Il ressort effectivement de cet ensemble de dispositions ce que l’on peut percevoir comme une présomption de communicabilité des algorithmes. Cependant, les règles spécifiques peuvent, dans certaines conditions et en fonction des exigences d’un domaine d’activité considéré, apporter des exceptions ou règles nécessaires au secteur concerné. En conséquence, ces dispositions relatives aux documents communicables doivent être lues au regard des dispositions dédiées du Code de l’éducation.

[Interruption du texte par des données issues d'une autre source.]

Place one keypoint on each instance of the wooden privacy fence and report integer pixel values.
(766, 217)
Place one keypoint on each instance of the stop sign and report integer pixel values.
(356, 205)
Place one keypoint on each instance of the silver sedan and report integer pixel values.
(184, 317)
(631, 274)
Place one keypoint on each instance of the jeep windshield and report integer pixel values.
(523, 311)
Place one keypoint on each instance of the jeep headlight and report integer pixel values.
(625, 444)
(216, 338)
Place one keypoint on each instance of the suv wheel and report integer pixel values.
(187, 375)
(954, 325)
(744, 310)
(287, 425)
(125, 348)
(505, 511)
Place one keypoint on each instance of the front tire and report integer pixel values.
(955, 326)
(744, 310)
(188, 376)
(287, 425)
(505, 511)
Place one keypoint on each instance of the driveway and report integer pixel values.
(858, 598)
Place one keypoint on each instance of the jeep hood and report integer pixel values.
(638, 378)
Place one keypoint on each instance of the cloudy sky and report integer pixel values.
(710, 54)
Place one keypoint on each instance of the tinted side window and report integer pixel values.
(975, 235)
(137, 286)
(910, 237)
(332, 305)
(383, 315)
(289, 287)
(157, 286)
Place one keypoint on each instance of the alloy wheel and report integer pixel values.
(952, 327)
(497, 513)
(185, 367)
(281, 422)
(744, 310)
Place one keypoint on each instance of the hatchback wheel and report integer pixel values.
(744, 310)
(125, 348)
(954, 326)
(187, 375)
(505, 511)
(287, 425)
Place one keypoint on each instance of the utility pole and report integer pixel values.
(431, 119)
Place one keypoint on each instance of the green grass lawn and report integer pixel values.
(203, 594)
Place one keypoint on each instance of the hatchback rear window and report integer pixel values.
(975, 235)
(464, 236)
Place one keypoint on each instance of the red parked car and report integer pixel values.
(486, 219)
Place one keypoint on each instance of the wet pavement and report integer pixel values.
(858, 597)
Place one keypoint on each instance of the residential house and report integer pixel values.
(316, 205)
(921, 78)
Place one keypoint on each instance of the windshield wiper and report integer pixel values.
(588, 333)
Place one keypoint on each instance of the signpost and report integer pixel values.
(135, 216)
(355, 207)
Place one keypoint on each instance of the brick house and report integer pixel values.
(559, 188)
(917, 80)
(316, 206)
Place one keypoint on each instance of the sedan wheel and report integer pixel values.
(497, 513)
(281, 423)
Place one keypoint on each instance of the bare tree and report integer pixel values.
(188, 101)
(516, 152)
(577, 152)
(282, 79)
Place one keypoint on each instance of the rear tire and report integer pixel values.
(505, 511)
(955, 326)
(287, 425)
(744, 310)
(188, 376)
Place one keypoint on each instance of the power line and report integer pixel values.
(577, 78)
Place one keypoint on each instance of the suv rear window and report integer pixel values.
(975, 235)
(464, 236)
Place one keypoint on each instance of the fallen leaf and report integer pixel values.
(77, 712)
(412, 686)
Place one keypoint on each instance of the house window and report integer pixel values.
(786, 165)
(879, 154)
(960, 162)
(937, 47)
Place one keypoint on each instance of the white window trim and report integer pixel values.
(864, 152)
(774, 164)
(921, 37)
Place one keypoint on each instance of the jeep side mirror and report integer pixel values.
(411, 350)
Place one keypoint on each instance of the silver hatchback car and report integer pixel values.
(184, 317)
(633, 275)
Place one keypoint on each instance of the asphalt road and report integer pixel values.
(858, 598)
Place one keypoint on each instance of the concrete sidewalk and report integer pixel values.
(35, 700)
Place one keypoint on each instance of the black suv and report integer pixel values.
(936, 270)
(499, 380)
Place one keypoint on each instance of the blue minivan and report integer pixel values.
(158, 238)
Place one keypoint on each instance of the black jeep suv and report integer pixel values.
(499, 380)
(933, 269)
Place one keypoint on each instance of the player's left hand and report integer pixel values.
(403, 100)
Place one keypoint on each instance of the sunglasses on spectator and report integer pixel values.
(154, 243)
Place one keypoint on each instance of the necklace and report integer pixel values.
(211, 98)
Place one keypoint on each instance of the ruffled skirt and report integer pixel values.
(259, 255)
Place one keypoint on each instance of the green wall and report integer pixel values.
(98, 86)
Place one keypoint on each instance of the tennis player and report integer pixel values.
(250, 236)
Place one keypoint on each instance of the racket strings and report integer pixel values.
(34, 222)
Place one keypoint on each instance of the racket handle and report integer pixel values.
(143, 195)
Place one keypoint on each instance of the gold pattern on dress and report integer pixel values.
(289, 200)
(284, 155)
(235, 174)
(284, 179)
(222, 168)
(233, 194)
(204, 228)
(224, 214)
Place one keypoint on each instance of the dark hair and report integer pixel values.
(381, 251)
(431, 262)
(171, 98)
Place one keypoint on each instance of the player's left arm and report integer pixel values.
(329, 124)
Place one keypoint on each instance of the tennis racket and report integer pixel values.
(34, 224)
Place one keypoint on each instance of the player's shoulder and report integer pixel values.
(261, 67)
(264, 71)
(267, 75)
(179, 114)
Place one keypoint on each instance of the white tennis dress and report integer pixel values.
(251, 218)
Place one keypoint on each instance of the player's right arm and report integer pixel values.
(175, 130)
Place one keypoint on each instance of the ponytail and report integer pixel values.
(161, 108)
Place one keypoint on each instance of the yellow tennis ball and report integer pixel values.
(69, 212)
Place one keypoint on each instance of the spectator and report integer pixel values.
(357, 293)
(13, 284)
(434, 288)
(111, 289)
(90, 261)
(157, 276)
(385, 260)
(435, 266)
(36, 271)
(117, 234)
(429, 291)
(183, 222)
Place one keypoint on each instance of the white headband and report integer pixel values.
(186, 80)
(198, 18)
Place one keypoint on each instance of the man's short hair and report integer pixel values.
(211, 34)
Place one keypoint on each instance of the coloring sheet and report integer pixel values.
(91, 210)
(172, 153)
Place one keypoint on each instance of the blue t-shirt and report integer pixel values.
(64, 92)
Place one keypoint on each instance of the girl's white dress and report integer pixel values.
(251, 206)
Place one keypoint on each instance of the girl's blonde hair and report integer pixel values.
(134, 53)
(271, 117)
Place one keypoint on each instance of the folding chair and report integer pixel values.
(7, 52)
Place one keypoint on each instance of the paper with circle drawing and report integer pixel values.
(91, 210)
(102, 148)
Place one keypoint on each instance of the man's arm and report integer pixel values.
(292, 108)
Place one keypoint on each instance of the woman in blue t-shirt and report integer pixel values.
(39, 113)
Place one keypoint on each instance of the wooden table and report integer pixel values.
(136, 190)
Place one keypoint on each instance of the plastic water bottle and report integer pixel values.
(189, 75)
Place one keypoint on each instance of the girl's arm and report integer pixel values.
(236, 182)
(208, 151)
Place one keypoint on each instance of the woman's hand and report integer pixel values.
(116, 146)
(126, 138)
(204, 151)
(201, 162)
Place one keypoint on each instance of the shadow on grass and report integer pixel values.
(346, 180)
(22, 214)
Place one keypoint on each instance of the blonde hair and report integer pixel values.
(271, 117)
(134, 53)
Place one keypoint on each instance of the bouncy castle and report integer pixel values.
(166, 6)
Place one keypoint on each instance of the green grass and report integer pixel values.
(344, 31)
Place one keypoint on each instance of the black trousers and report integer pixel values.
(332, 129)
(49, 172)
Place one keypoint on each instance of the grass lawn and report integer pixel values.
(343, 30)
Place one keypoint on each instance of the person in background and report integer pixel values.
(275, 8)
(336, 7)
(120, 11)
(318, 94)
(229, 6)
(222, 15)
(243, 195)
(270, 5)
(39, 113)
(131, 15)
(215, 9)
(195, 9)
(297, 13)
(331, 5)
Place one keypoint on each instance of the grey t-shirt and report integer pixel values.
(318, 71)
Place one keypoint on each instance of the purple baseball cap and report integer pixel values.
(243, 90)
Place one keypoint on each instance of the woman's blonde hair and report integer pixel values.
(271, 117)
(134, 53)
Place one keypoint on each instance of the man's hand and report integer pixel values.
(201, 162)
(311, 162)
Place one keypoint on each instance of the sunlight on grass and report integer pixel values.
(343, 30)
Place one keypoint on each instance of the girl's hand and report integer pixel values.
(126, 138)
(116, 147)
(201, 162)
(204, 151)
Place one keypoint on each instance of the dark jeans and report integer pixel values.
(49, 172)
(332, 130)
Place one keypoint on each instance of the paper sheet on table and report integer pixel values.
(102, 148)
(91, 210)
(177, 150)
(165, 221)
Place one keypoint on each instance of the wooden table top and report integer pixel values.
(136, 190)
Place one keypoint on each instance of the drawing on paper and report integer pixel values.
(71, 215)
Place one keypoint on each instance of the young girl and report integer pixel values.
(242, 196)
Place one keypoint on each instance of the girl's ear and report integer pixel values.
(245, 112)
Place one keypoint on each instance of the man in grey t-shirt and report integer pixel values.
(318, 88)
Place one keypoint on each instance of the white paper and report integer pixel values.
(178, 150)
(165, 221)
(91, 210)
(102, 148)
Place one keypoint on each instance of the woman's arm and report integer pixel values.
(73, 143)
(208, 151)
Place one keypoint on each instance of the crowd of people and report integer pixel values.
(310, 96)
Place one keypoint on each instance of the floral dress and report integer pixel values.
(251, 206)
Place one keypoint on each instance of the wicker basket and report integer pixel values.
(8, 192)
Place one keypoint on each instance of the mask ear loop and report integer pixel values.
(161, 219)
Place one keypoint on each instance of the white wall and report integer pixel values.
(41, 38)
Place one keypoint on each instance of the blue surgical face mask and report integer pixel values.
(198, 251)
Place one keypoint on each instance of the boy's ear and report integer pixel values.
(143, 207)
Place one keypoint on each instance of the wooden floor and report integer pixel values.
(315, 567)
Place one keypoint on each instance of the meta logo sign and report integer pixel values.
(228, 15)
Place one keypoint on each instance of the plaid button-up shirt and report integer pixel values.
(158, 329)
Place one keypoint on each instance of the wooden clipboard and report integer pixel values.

Selon le deuxième alinéa du I de l’article L. 612-3 du Code de l’éducation déjà cité plus haut à propos des référés rejetés par le Conseil d’État, « l’inscription dans une formation du premier cycle dispensée par un établissement public est précédée d’une procédure nationale de pré-inscription qui permet aux candidats de bénéficier d’un dispositif d’information et d’orientation qui, dans le prolongement de celui proposé au cours de la scolarité du second degré, est mis en place par les établissements d’enseignement supérieur (…) ».

B – La communicabilité des critères des algorithmes et le contexte juridique renouvelé

Le tribunal administratif analyse l’ensemble de ces dispositions en estimant que la combinaison des dispositions précitées sur la communication à un candidat ou la mise en ligne des traitements algorithmiques utilisés dans le cadre de la procédure de pré-inscription instituée par le deuxième alinéa du I de l’article L. 612-3 du Code de l’éducation fait l’objet d’un régime spécial dérogatoire aux articles L. 311-3-1 et L. 312-1-3 du Code des relations entre le public et l’Administration, en application des dispositions du cinquième alinéa du I de l’article L. 612-3 du Code de l’éducation. Selon ce dernier, en effet : « Afin de garantir la nécessaire protection du secret des délibérations des équipes pédagogiques chargées de l’examen des candidatures présentées dans le cadre de la procédure nationale de pré-inscription prévue au même deuxième alinéa, les obligations résultant des articles L. 311-3-1 et L. 312-1-3 du Code des relations entre le public et l’Administration sont réputées satisfaites dès lors que les candidats sont informés de la possibilité d’obtenir, s’ils en font la demande, la communication des informations relatives aux critères et modalités d’examen de leurs candidatures ainsi que des motifs pédagogiques qui justifient la décision prise ». Ce qui semble important ici, et au regard de l’affaire jugée par le tribunal de Guadeloupe, est la destination du propos aux candidats concernés, et en outre, aux candidats qui en feraient la demande. On se situe ici sur un terrain juridique, voire philosophique, de la motivation d’une décision. Or l’affaire jugée le 4 février 2019 ne concerne pas un étudiant en tant que tel, mais un syndicat étudiant. La position précitée de la commission d’accès aux documents administratifs distingue justement entre l’accès individuel de la demande de la publicité générale.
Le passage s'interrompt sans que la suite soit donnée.